Shannon Shaw of Shannon and the Clams performs Hotel Vegas on Monday, March 16 during SXSW. Credit: Elena Savastano
Days of future past
“I don’t even understand when SXSW is anymore,” Croy, frontman of class-conscious Austin honky tonkers Croy and the Boys posted on Instagram last week.
Honestly, same.
Maybe at this point, 40 years in, SXSW is more a feeling — exhaustion — than a specific time, place or cultural construct.
It’s an “exclusive festival” for “insiders” that is utterly cannibalized by an avalanche of parasitic public events (mostly free) that are actually way more fun than the event itself.
The truth is tech seems to increasingly be the most innovative aspect of the official festival — to a scary SkyNet degree. Meanwhile, the music side is mostly pushing what major labels want to present as the Next Big Thing. Otherwise, up-and-coming artists get to be background noise at juice bar activations.
How can something so mainstream and so “industry” be the source of innovation in music? How can an event that platforms Spotify, which has gutted music-making as a career option, claim to support music?
Or am I a dinosaur for preferring rock ‘n’ roll to backing-track pop? Or thinking physical media made by humans is still relevant and worth investing in as vinyl sales surpass $1 billion for the first time since 1983?
While the official SXSW pays artists somewhere between peanuts and zilch, money can still be made by mid-tier and local bands at the unofficial shows surrounding the event.

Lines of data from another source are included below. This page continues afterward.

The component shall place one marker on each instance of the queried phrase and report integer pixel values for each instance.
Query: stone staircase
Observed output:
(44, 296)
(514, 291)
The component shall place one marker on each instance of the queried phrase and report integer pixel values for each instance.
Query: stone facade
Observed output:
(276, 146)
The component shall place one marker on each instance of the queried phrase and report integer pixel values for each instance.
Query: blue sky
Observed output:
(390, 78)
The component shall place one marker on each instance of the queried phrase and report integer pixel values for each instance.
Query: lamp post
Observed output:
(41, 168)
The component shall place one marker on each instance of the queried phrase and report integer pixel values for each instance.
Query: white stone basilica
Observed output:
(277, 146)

For example, one punk band told me they sold out of merch and vinyl and pocketed tens of thousands of dollars at unofficial performances. Turns out, I’m not the only one who prefers physical media — and ye olde tyme rock ‘n’ roll — in this Brave New World.

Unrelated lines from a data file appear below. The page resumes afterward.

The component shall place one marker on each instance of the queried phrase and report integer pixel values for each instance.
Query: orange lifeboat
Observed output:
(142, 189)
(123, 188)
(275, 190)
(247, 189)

Increasingly, this seems to be a tale of two South Bys — one for the future and one for the past.
“When is” SXSW, indeed.
For example, I had a hard time paying cash in restaurants, parking garages and venue bars that ended up being cashless throughout Austin all weekend long. I guess I’ll need to upload my prediction market crypto earnings to my Neuralink next year and order food telepathically via DoorDash drone.
But while robots roam downtown Austin, let’s be glad music is still being made by humans at all … and it still rocks.